Q)岩谷時子さんの歌詞は、いつもイメージ通りでしたか?
イメージ通りじゃなかった曲もあったけど、オレは何も考えないで渡すことの方が多いから、「ああ、そういう風に出来たのか。じゃ、それでいいや」って無責任な感じだったね。
Q)そんなに歌詞にこだわりはないんですか?
いや、ある時もある。このメロディには、やっぱりこういう詞を付けてほしいって思うこともあって、そういう風にお願いすると、岩谷さんからは、だいたいイメージ通りに出来て来るね。たとえば、「海 その愛」なんかは、そうだね。「壮大な海のイメージがあったらいいなぁ」ってお願いしたら、その通りの詞が出来てきたもんね。まず、タイトルからして驚いたし、内容も人生の機微が歌い込まれていてね、素晴らしいよね。
Q)「海 その愛」は、加山さんの人生を歌った、テーマソングのような歌ですね。
そうだね。でも、一度は捨てたメロディだったんだよ。アルバムを作る時に曲が足らなくなって、その時に、捨て曲の中から出してきた5曲のうちの1曲で、最終的に、「海 その愛」がアルバムに収録されたんだよね。それが、だんだん人気になっちゃって、今では、コンサートのエンディングに欠かせない曲になっちゃったね。
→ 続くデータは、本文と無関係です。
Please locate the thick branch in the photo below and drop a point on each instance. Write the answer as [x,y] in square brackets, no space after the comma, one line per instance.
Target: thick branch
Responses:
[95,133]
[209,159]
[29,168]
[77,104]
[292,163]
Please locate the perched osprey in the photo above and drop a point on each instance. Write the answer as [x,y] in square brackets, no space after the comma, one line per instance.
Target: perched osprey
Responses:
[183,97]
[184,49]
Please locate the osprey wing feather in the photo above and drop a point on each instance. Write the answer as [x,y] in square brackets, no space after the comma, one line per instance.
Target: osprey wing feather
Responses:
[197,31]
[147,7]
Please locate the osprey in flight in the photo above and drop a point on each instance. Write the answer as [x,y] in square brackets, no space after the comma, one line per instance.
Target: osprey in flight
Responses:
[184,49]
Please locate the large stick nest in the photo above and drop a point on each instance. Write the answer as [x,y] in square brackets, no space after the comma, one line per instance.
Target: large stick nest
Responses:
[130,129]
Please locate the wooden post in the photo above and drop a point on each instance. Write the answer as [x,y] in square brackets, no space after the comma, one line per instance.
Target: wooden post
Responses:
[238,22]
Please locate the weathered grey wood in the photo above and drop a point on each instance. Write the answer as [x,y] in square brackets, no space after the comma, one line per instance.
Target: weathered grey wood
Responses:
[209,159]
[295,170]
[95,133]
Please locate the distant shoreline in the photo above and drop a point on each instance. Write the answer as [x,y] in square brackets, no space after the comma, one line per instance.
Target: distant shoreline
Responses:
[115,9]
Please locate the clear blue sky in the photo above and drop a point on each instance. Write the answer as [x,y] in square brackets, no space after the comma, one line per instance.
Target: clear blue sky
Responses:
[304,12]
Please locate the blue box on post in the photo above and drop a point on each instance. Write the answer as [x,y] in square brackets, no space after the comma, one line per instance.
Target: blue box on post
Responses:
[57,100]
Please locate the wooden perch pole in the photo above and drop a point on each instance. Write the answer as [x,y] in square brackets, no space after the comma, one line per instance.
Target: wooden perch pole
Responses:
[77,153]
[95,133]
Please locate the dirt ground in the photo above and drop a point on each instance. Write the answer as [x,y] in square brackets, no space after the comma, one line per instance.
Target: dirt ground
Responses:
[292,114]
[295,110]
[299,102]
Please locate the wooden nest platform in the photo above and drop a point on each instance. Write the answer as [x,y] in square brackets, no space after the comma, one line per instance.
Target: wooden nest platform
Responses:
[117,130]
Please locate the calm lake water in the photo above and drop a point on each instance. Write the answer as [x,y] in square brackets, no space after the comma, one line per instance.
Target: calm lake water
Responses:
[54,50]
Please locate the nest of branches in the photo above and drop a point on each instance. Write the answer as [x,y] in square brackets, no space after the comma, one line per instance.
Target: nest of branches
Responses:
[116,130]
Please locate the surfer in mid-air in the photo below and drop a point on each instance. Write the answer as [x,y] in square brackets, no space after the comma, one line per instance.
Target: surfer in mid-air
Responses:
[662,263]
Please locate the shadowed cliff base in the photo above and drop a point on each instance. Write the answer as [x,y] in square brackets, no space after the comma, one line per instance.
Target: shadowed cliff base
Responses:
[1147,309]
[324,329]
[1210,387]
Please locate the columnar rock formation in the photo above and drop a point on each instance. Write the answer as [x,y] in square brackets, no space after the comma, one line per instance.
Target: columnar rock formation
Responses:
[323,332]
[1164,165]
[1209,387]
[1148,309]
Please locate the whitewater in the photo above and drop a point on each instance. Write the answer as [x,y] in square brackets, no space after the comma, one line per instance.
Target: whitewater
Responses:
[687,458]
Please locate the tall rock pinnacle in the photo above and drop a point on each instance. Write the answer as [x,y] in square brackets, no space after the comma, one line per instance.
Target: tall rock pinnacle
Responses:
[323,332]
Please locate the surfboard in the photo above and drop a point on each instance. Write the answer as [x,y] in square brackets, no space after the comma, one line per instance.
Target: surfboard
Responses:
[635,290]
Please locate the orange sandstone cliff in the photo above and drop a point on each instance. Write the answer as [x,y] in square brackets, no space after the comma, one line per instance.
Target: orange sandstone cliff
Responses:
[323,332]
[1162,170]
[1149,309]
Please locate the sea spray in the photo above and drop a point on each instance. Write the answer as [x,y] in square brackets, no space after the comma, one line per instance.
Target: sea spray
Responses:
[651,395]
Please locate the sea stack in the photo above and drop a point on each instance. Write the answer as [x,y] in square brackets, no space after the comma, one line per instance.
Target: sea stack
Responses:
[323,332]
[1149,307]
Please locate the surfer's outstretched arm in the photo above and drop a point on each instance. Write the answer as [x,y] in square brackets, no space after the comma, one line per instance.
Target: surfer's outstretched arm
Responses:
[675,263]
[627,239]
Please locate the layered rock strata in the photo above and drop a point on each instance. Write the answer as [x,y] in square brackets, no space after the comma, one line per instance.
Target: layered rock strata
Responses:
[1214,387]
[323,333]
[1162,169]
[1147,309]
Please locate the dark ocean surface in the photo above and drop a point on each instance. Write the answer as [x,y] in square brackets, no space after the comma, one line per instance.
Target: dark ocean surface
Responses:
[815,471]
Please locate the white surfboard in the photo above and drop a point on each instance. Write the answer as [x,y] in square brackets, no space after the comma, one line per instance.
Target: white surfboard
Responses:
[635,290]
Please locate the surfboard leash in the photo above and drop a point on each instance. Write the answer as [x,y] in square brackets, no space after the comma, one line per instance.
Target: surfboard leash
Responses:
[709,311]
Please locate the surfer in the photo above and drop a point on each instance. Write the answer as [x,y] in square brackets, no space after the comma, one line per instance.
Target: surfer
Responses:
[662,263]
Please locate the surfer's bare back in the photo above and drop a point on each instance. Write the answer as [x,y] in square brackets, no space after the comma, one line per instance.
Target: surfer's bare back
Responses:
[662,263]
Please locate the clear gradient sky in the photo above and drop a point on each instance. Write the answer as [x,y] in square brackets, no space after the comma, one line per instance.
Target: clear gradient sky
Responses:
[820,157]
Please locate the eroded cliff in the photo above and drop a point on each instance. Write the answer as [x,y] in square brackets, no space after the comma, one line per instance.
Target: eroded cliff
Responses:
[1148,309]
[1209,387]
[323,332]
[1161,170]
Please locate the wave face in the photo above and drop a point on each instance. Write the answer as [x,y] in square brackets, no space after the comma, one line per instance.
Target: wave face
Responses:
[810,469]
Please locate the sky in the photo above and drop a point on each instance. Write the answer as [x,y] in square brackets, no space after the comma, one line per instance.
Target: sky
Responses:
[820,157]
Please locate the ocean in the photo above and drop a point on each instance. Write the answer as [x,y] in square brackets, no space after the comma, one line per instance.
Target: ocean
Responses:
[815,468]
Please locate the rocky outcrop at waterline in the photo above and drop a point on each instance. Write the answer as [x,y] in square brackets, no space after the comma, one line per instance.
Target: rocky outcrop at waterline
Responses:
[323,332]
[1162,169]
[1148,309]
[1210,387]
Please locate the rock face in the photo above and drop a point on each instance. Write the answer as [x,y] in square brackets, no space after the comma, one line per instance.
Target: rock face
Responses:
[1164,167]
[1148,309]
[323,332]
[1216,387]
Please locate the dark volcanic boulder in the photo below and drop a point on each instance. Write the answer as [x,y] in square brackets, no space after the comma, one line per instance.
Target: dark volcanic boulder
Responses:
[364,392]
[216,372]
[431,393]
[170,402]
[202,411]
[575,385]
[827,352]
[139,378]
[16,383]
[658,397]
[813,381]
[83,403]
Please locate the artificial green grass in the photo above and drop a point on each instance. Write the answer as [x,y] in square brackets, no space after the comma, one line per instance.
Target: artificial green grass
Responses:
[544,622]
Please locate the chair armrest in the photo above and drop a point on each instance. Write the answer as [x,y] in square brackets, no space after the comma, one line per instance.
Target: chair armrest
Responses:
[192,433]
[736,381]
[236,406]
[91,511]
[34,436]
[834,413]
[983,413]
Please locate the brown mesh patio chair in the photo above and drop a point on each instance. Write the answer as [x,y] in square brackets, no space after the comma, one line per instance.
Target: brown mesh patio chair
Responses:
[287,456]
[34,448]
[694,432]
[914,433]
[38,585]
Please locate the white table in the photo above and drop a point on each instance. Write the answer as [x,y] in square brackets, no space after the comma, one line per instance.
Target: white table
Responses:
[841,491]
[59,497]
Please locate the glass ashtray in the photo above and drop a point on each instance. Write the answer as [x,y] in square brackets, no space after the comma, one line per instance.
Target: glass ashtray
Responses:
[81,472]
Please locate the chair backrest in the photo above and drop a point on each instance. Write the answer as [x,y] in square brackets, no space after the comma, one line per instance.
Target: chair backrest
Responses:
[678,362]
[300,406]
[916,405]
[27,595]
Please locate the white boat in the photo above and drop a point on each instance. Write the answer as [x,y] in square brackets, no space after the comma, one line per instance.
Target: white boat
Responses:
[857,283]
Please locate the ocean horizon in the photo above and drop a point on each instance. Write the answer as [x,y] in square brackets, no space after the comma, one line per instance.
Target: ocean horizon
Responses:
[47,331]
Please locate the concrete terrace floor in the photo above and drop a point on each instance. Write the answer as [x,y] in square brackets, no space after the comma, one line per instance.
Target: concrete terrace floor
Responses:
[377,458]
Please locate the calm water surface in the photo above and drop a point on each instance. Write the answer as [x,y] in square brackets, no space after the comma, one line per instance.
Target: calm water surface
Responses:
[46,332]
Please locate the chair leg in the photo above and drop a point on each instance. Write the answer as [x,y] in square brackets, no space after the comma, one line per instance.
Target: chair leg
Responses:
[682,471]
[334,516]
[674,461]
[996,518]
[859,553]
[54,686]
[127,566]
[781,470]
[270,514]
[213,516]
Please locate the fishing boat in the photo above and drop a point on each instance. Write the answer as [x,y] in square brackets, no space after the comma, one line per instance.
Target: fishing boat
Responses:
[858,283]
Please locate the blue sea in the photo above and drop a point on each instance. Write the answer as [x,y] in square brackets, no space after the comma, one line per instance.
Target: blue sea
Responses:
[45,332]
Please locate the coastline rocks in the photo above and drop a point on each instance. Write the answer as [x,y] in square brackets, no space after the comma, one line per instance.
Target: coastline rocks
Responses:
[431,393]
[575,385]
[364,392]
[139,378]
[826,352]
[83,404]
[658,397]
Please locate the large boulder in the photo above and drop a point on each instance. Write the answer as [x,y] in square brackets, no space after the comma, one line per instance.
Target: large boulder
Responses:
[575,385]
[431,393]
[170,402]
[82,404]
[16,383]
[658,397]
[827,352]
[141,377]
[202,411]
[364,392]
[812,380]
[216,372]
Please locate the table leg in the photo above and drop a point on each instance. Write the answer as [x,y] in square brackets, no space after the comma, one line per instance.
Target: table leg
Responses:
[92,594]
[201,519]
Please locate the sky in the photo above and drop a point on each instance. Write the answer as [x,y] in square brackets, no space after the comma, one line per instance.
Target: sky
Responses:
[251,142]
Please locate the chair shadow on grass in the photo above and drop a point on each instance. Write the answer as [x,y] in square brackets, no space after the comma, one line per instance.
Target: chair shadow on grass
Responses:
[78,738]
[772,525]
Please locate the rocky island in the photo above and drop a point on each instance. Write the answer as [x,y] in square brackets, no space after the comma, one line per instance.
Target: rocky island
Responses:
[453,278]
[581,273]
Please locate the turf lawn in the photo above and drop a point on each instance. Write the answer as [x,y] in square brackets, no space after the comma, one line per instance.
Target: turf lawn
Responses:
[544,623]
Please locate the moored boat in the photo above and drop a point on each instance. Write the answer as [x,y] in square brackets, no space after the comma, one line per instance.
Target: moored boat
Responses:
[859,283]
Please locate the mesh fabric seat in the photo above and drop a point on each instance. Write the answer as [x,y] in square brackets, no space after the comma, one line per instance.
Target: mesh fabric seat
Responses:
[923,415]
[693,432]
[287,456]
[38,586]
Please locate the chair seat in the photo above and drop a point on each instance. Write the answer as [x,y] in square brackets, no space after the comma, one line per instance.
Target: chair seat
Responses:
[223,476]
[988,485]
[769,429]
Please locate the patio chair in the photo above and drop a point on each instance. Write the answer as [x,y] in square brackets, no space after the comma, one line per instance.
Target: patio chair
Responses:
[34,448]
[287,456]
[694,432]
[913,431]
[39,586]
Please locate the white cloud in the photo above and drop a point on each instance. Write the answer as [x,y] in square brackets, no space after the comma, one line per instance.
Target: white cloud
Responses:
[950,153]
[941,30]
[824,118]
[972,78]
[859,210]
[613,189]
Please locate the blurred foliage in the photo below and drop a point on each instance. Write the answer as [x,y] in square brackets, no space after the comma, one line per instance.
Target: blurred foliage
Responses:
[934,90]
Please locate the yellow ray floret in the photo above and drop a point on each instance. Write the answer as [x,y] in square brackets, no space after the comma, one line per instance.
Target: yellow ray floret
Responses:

Q)加山さんがこれまで聴いてこられた曲の中で、「この人はすごい」と思われる作詞家は誰ですか?
う〜ん、いい詞だなぁ〜と思うことはあっても、それを誰が書いたのかってことまでは、あんまり意識していないからなぁ。
Q)それでは、加山さんがこれまで聴いてこられた曲の中で、印象に残っている歌詞のフレーズはありますか?
やっぱり演歌の歌詞だよね〜。演歌にはいっぱいあるよな。たとえば、「さざんかの宿」の「ぬいた指輪の罪のあと かんでください思いきり…」なんて、すごいよなぁ。よくそういうのを思いついて書けるよなあって思うね。オレにはそういうの書けないからね。